Résister à la campagne américaine imminente

Ibrahim Al-Amine, 14 janvier 2026. - Washington et Tel-Aviv préparent le terrain pour une nouvelle campagne, avec la participation de l'Europe et le soutien de la région. Ce plan vise le système politique iranien, cherche à éliminer les forces de résistance au Liban, en Irak et au Yémen, et poursuit la guerre d'éradication à Gaza et en Cisjordanie.

Il ne s'agit donc pas d'une phase d'attente, de décryptage de signaux ou de négociations par l'intermédiaire d'intermédiaires. Le dialogue proposé par Washington est un dialogue de capitulation, et la capitulation n'est pas une option pour ceux qui font face à la domination américaine. Chacun doit se préparer à une confrontation extrêmement brutale, mais décisive pour l'équilibre des pouvoirs dans la région pour les années à venir.

Cette montée en puissance se déroule dans un contexte de profondes fractures politiques et civiles à travers la région et au sein même du camp ennemi. Aux États-Unis, Donald Trump fait face à une pression intérieure croissante et à la perspective de défaites électorales.
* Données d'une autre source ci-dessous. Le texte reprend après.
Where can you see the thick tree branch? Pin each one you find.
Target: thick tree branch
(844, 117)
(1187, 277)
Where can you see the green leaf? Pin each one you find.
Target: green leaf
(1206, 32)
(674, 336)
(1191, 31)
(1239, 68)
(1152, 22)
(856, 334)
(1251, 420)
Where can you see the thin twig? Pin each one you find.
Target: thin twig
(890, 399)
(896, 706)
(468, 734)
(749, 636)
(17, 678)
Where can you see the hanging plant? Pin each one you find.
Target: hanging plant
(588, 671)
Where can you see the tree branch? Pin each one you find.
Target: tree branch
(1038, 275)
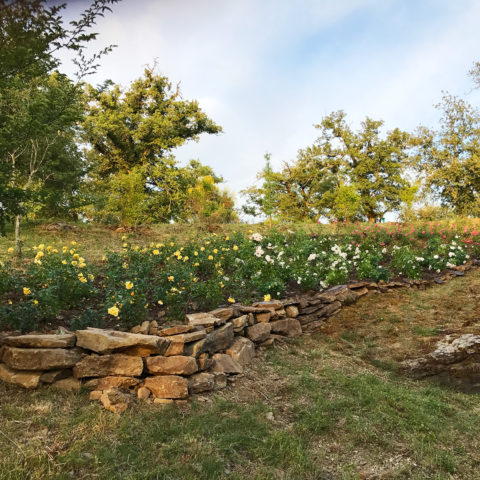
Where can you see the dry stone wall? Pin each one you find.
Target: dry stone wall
(169, 364)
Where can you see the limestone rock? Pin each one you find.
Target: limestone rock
(40, 358)
(106, 383)
(225, 313)
(105, 365)
(22, 378)
(292, 311)
(108, 341)
(143, 393)
(175, 365)
(202, 382)
(289, 327)
(41, 341)
(166, 332)
(69, 384)
(115, 400)
(242, 350)
(167, 386)
(220, 339)
(259, 333)
(226, 364)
L'histoire montre que de telles situations incitent souvent à une escalade extérieure, misant sur le spectacle de la force pour restaurer l'influence politique. Rien n'indique que la retenue intérieure l'emportera sur la logique de la confrontation.

En Israël, un large consensus se dégage au sein de la classe politique : le moment est venu de lancer une offensive de grande envergure. Conscients qu'une victoire décisive est impossible dans le contexte international actuel, les Israéliens persistent dans leur politique de « tonte de la pelouse ». Il ne s'agit pas seulement du projet de Netanyahou et de la droite, mais de la doctrine même du pays. L'ennemi n'a aucune intention de reculer sans y être contraint. Israël poursuit une politique d'ouverture de fronts et rejette tout accord susceptible de fermer ces fronts. Au contraire, il perçoit ces fronts ouverts comme un levier stratégique et une porte d'entrée vers de nouvelles guerres à grande échelle contre Gaza et le Liban. L'idée de désescalade est exclue de cette doctrine.
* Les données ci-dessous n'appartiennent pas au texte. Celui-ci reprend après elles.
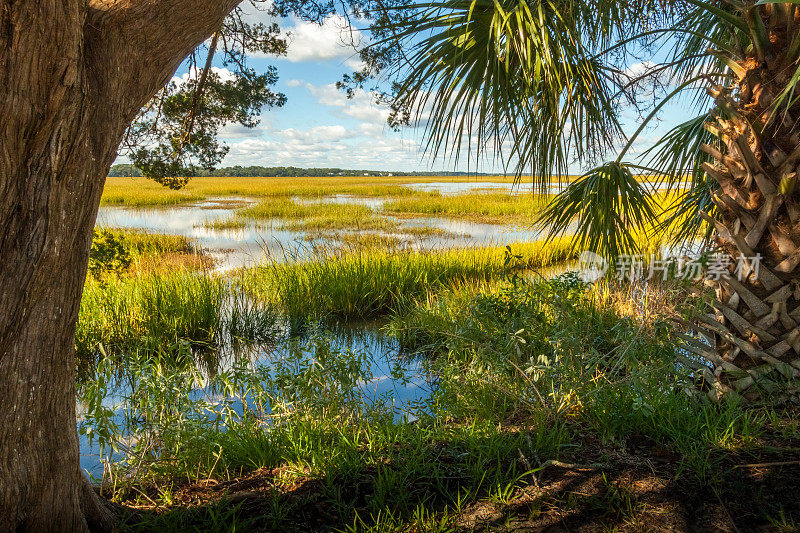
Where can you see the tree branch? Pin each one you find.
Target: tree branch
(135, 46)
Face à cette convergence entre l'imprudence de Trump, l'expansionnisme israélien et la complicité arabe, la question n'est plus de savoir si cette nouvelle campagne aura lieu, mais comment nous y ferons face. Avec quels outils la combattrons-nous ? Les règles d'engagement ont-elles été révisées ? Les restrictions que nous nous imposions et qui ont paralysé les précédentes phases de conflit ont-elles été levées ?

Les décideurs sont confrontés à une période exceptionnellement difficile, car la clarté d'esprit ne suffit pas à prendre une décision. Dans de telles circonstances, l'attention se porte sur les outils à disposition, non pas pour mesurer uniquement notre propre force, mais pour identifier les points faibles de l'ennemi.
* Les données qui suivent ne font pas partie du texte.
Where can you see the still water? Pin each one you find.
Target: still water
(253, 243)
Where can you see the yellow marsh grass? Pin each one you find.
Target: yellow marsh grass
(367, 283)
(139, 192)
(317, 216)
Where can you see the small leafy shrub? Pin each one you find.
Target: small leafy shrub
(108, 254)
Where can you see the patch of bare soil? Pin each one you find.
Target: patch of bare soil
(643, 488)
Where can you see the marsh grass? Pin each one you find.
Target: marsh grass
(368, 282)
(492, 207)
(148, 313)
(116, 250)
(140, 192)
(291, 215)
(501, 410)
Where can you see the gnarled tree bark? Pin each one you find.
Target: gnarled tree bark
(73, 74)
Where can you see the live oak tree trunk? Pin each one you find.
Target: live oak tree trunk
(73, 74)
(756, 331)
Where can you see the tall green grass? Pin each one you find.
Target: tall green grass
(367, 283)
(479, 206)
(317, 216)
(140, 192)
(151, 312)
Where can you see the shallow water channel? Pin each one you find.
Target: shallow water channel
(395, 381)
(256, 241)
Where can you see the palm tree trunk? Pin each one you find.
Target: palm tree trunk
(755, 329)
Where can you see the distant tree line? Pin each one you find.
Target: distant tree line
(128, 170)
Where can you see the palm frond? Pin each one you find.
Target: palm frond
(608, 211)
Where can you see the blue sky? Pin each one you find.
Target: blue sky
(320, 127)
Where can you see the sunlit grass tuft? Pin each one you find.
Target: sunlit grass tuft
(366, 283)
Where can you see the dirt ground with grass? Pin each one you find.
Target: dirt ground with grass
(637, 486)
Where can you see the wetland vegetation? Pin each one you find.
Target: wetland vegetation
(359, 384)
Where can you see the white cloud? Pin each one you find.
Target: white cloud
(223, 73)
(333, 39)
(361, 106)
Il serait erroné de se perdre dans des comparaisons de puissance aérienne, de flottes navales et de supériorité technologique, ou d'alimenter la crainte des capacités de renseignement américaines, israéliennes, européennes et régionales. La puissance ne se mesure pas seulement à l'armement. Elle se mesure aussi à l'endurance.

Le véritable champ de bataille se situe ailleurs : dans les fractures qui traversent ces sociétés et dans la capacité limitée de leurs élites financières dirigeantes à absorber des pertes prolongées. Le constat est sans appel. Les guerres en Irak et en Afghanistan ont épuisé les ressources économiques et financières des États-Unis à un point que peu étaient prêts à admettre.

Certains affirment qu'une superpuissance peut supporter de tels fardeaux si elle parvient à contrôler cette région. Mais les deux dernières décennies racontent une tout autre histoire. Washington n'a pas gouverné seul. Pour préserver ses acquis, il a eu recours à la déstabilisation interne, au blocus financier, aux sanctions et à une couverture inconditionnelle des guerres israéliennes.